Critics of OSHA enforcement policies have been demanding reforms in the agency's practices ever since the New York Times reported that in 93 percent of those cases where a worker is killed because the employer willfully violated safety regulations, the agency fails to push for criminal prosecution.

It now appears that OSHA is making a significant reform that could help improve its record of criminal enforcement. According to a Department of Justice (DOJ) official, however, there are other significant obstacles to prosecution that neither OSHA nor DOJ can easily change.

The agency is now preparing to teach its compliance officers how to do criminal investigations of workplace fatalities at the OSHA Training Institute. "Currently our inspectors are trained to do only civil investigations," said Richard Fairfax, director of OSHA's enforcement program. "Criminal cases require much more evidence than our typical civil cases to document willfulness." Fairfax says he aims to have two people in each OSHA area office who will be trained to handle criminal investigations.

Ron Hayes, founder of the FIGHT Project, an organization for family members of workers killed on the job and a frequent critic of OSHA, welcomed the news.

While OSHA does not refer the vast majority of willful violation fatality cases to the Department of Justice (DOJ) for criminal prosecution, DOJ drops most of the cases OSHA does refer. Hayes believes that botched OSHA investigations explain the figures revealed in the Times series and are also one reason the Justice Department declines so many OSHA cases.

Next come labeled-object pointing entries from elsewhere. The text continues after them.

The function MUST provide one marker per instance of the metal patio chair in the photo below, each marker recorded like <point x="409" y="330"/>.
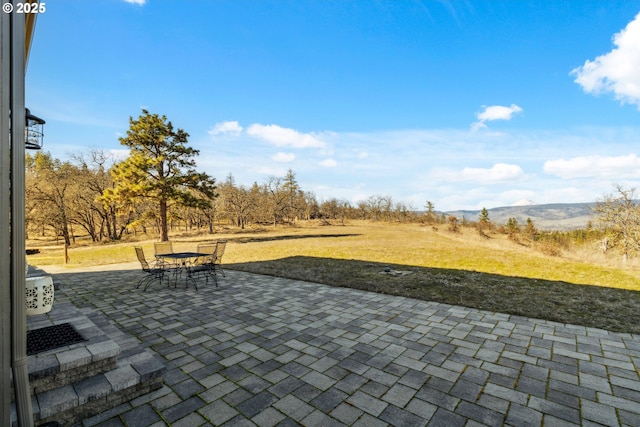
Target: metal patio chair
<point x="152" y="272"/>
<point x="205" y="265"/>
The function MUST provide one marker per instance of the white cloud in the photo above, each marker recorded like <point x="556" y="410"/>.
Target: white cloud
<point x="595" y="166"/>
<point x="328" y="163"/>
<point x="495" y="112"/>
<point x="616" y="71"/>
<point x="284" y="137"/>
<point x="498" y="173"/>
<point x="229" y="128"/>
<point x="119" y="154"/>
<point x="283" y="157"/>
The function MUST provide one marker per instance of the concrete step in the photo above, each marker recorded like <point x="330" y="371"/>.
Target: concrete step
<point x="81" y="380"/>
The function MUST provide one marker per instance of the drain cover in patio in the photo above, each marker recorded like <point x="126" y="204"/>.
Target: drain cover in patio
<point x="50" y="337"/>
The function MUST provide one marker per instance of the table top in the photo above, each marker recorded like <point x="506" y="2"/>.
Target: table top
<point x="182" y="255"/>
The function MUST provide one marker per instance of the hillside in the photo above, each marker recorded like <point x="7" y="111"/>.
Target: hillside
<point x="555" y="216"/>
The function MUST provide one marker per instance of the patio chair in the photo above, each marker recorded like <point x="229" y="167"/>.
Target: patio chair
<point x="220" y="247"/>
<point x="152" y="273"/>
<point x="162" y="248"/>
<point x="205" y="265"/>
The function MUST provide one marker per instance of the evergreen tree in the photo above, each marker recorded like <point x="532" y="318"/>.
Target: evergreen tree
<point x="161" y="167"/>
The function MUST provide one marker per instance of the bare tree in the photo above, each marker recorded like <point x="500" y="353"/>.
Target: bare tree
<point x="619" y="214"/>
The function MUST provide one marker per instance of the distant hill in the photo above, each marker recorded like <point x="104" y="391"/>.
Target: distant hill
<point x="555" y="216"/>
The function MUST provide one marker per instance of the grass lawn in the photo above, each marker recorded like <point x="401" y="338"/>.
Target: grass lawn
<point x="464" y="269"/>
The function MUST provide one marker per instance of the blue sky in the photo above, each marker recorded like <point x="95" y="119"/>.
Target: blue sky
<point x="467" y="104"/>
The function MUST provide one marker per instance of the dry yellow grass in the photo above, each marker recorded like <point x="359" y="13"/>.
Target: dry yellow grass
<point x="493" y="274"/>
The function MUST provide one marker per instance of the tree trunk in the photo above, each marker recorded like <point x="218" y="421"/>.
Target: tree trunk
<point x="164" y="232"/>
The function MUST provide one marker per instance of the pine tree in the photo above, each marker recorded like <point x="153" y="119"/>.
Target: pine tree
<point x="161" y="167"/>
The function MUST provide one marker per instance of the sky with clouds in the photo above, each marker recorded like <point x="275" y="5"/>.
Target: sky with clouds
<point x="464" y="103"/>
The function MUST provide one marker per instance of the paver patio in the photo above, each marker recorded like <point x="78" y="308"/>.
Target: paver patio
<point x="267" y="351"/>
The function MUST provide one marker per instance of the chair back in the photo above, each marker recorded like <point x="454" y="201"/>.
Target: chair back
<point x="209" y="249"/>
<point x="142" y="259"/>
<point x="162" y="248"/>
<point x="220" y="247"/>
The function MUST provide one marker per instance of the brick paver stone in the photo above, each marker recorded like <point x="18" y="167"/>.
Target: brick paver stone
<point x="268" y="351"/>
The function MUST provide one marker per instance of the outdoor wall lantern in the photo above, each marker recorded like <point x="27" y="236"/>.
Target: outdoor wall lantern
<point x="33" y="132"/>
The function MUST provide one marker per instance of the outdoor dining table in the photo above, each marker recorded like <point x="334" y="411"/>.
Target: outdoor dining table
<point x="182" y="261"/>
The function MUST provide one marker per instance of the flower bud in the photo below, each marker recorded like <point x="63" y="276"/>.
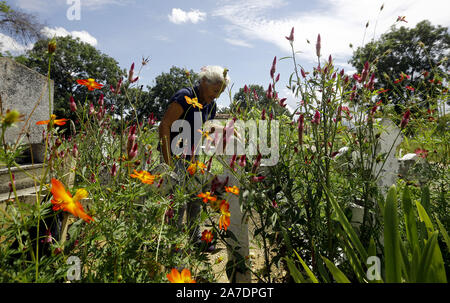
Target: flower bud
<point x="291" y="36"/>
<point x="318" y="45"/>
<point x="73" y="105"/>
<point x="52" y="46"/>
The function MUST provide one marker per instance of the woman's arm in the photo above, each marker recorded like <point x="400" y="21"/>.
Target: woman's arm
<point x="173" y="113"/>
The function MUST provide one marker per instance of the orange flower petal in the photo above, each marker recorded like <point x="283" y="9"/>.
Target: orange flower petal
<point x="174" y="276"/>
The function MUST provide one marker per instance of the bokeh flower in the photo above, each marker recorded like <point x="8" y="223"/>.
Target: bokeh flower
<point x="53" y="120"/>
<point x="175" y="277"/>
<point x="232" y="189"/>
<point x="224" y="220"/>
<point x="194" y="102"/>
<point x="144" y="176"/>
<point x="207" y="197"/>
<point x="207" y="236"/>
<point x="90" y="84"/>
<point x="62" y="199"/>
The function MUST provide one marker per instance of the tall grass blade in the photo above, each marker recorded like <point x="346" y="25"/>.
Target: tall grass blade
<point x="338" y="275"/>
<point x="391" y="238"/>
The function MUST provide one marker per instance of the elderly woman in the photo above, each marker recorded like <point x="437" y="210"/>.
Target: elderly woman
<point x="190" y="105"/>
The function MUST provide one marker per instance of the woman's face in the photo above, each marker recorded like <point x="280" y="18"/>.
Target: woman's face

"If trained properly, compliance officers would not mishandle these investigations," Hayes contended. "And we'd get a twofold kicker because then they wouldn't hurt families, as they do now, by falsely promising the survivors they will put those responsible for the fatality in prison."

A Justice Department official cautioned, however, that there are other impediments to criminal prosecution of OSHA cases. Criminal cases demand proof 'beyond a reasonable doubt,' whereas a civil conviction requires only a 'preponderance of the evidence.'

"People have to understand the OSH Act was not designed for criminal prosecution," he explained. "And OSHA standards are not drafted with the specificity we often need to prove a case beyond a reasonable doubt."

The official added that "there is a lot of input from industry" in the drafting of OSHA standards, so it is not the agency's fault that the regulations are written so as to make criminal prosecution difficult. It can also be difficult to convince a jury a defendant violated a regulation "willfully" because the notion of willfulness is a state of mind that can only be induced indirectly from a person's behavior.

"We have to show knowledge of the hazardous condition, the application of the regulation, and the failure to correct it," explained the official. A willful violation is not the same as an intentional killing, because that would be murder. The notion of willfulness therefore appears to exist in a somewhat fuzzy middle ground between ignorance of safety rules and homicide.

Finally, because a criminal prosecution 'turns the defendant's life upside down' and consumes scarce government resources, the Department of Justice does not prosecute cases unless it believes it will prevail in court.

Evidently, this is a judgment the Department of Justice rarely makes in OSHA cases. Since 1982, DOJ dropped 57 percent of the cases OSHA referred to the department for criminal prosecution and in another 25 percent defendants settled with the government before a trial and did not go to prison.